ENTRÉE : Meurtre de Daphne Caruana Galizia
CHAPITRE 3 : Acteurs clés
Daphne Caruana Galizia n'était pas seulement une journaliste ; elle était une force de la nature. Née en 1964, elle a grandi dans une Malte encore en proie à sa quête d'identité post-indépendance. Sa carrière précoce dans le journalisme a commencé lorsqu'elle a rejoint un journal local, The Malta Independent, au début des années 1990. C'est ici qu'elle a cultivé sa réputation de reporter intrépide, s'attaquant souvent aux questions les plus sensibles de son époque.

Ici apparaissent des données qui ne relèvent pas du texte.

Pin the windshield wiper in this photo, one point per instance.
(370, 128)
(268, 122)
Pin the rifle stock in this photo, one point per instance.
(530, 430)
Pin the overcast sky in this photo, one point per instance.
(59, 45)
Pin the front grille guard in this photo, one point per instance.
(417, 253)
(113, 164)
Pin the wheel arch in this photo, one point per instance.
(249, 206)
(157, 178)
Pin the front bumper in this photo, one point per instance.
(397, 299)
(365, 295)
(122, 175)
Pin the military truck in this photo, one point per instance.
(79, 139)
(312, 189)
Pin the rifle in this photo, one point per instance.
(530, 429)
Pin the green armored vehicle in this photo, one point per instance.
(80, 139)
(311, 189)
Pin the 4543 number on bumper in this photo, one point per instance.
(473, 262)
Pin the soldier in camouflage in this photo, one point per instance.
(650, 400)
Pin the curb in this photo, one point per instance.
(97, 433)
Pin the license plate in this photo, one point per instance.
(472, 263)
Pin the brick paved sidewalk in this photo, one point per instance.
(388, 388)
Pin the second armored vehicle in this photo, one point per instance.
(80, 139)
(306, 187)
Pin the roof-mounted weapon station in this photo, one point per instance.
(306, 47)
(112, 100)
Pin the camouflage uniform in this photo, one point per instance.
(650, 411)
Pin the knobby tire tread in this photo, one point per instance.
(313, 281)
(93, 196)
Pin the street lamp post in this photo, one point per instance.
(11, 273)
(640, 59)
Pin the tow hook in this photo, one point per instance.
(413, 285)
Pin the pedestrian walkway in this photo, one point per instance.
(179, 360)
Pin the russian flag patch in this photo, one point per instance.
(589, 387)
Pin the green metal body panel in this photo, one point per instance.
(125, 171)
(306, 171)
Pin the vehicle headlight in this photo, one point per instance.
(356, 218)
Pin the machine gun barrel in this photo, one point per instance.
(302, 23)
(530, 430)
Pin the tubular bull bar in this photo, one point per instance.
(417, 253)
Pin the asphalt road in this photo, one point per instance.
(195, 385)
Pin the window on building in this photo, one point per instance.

L'écriture de Galizia allait finalement transcender les limites de l'imprimé, lorsqu'elle a lancé son propre blog, "Running Commentary", qui est devenu une plateforme pour sa recherche incessante de vérité et de responsabilité.
Le travail de Galizia se concentrait souvent sur la corruption au sein du paysage politique maltais, scrutant particulièrement le Parti travailliste et le Parti nationaliste. Grâce à son analyse incisive et à ses enquêtes approfondies, elle a exposé de nombreux scandales qui ont ébranlé l'establishment politique. Parmi ses révélations notables figurait la fuite des Panama Papers en 2016, qui impliquait des responsables de haut rang dans des schémas d'évasion fiscale. Les exposés de Galizia détaillaient comment des politiciens, y compris le cercle rapproché du Premier ministre Joseph Muscat, avaient créé des comptes offshore pour dissimuler des richesses et détourner des fonds publics. Son talent d'enquêteur lui a valu à la fois respect et notoriété, alors qu'elle devenait un phare pour la presse maltaise et une épine dans le pied de ceux qui étaient au pouvoir.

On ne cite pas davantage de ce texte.